Perpus

Ulasan Buku: Pak Tua yang Membaca Kisah Cinta

Saat aku membaca kisah dalam buku Pak Tua yang Membaca Kisah Cinta yang paling menarik buatku adalah karakter Pak Walikota. Aku pernah ketemu sama bos yang suka ngatur dan merasa paling benar padahal di mata kita dia itu nggak tahu apa-apa dan membuat kita selalu bilang: Ni orang apaan sih? 

Kayak gitu kesanku pada Pak Walikota ketika tokoh ini muncul pada bab 2.

Pak Walikota yang dijuluki Siput Lendir–karena dia selalu berkeringat–oleh masyarakat, menuduh orang suku Shuar, membunuh seorang bule. Tanpa bukti yang nyata. Padahal, orang Suku Shuar ini menemukan Si Orang Bule sudah tewas di hulu dan membawanya ke kota. 

Ketika Pak Tua dan Dokter Gigi yang kebetulan ada di sana berusaha mengungkapkan bukti-bukti bahwa Si Orang Bule mati dibunuh oleh seekor macan kumbang, Pak Walikota membantah tanpa argumen yang jelas dan berkeras menahan orang Shuar. Pak Tua yang gregetan sampai berkata: “Berpikirlah sejenak, Yang Mulia. Apa Anda tidak belajar apa-apa selama bertahun-tahun di sini?”.

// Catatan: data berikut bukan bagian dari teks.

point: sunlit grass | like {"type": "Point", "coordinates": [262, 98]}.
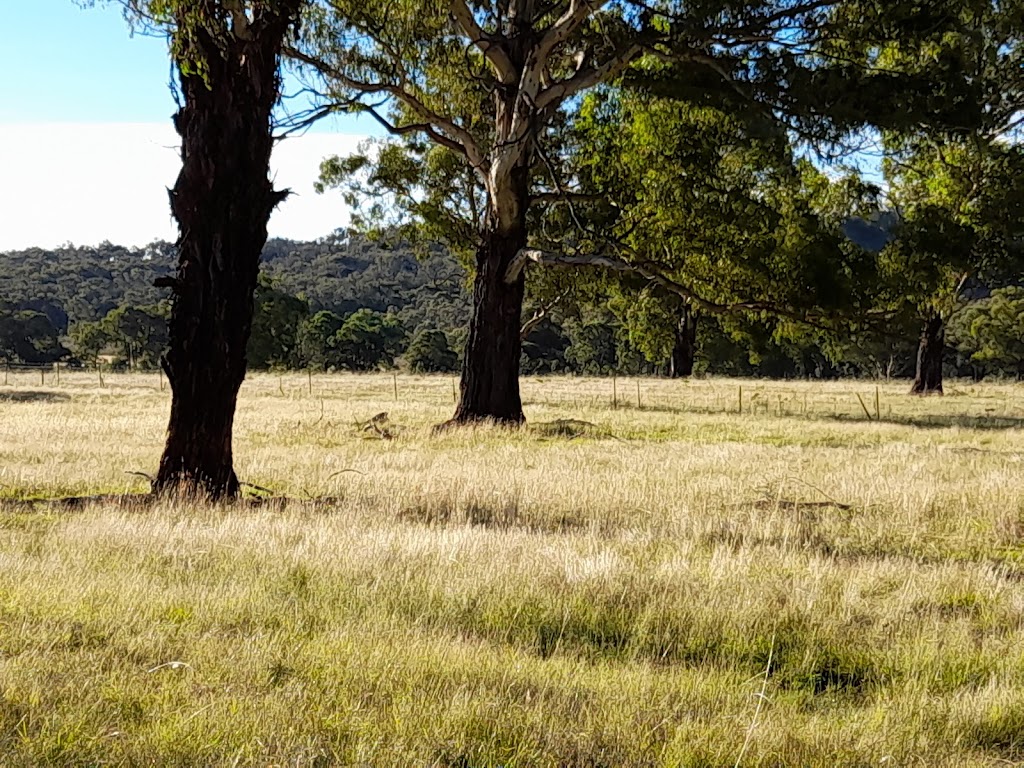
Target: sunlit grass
{"type": "Point", "coordinates": [617, 593]}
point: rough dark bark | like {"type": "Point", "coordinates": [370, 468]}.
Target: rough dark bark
{"type": "Point", "coordinates": [222, 200]}
{"type": "Point", "coordinates": [928, 379]}
{"type": "Point", "coordinates": [489, 387]}
{"type": "Point", "coordinates": [685, 348]}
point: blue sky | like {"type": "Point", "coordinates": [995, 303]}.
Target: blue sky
{"type": "Point", "coordinates": [86, 143]}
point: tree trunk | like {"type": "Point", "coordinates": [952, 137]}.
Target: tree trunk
{"type": "Point", "coordinates": [685, 348]}
{"type": "Point", "coordinates": [222, 200]}
{"type": "Point", "coordinates": [928, 379]}
{"type": "Point", "coordinates": [489, 388]}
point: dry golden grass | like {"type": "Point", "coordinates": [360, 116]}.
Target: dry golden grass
{"type": "Point", "coordinates": [678, 585]}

Kemudian saat mereka mau pergi memburu macan kumbang, seseorang bertanya kepada Pak Walikota, “Apa rencana Anda?”. Kemudian dijawab olehnya, “Kita lihat nanti.”

Membacanya saja, aku sudah merasa putus asa, sih, kalau menghadapi orang yang bebal kayak gitu secara langsung.

Pak Walikota ini tipe pemimpin yang berkuasa. Dia yang merasa dipermalukan oleh Pak Tua dan Dokter Gigi, menghajar mereka berdua dan orang-orang dengan pajak-pajaknya atas nama negara (lalu aku curiga apapun yang dipungutnya dari penduduk sebagian tidak diberikan pada negara tapi masuk ke kantong pribadinya).

Parahnya, ketika Pak Tua mengusir Pak Walikota dan tamu-tamu Amerikanya dari rumah Pak Tua, Pak Walikota mengatakan bahwa Pak Tua lah yang harus pergi karena tanah tempat rumah Pak Tua berdiri adalah tanah negara. Dan negara adalah Pak Walikota.

Aku tiba-tiba jadi teringat berita tentang anggota DPRD DKI Jakarta yang menerobos kawasan ganjil-genap beberapa waktu lalu. Saat dicegat oleh petugas, anggota DPRD DKI Jakarta ini malah berkata, “Saya yang bikin aturannya” dan berujung dengan mendapat cibiran dari para netizen.

Aku juga jadi teringat guru SD adikku. Bertahun-tahun yang lalu, saat adikku yang sekarang sudah kuliah masih duduk di bangku sekolah dasar, aku mengambil raportnya karena orang tuaku harus bekerja. Saat itu, ada orangtua yang protes karena anak tetangganya yang bersekolah di tempat lain sudah belajar tentang Amerika dan Eropa sedangkan mereka belum.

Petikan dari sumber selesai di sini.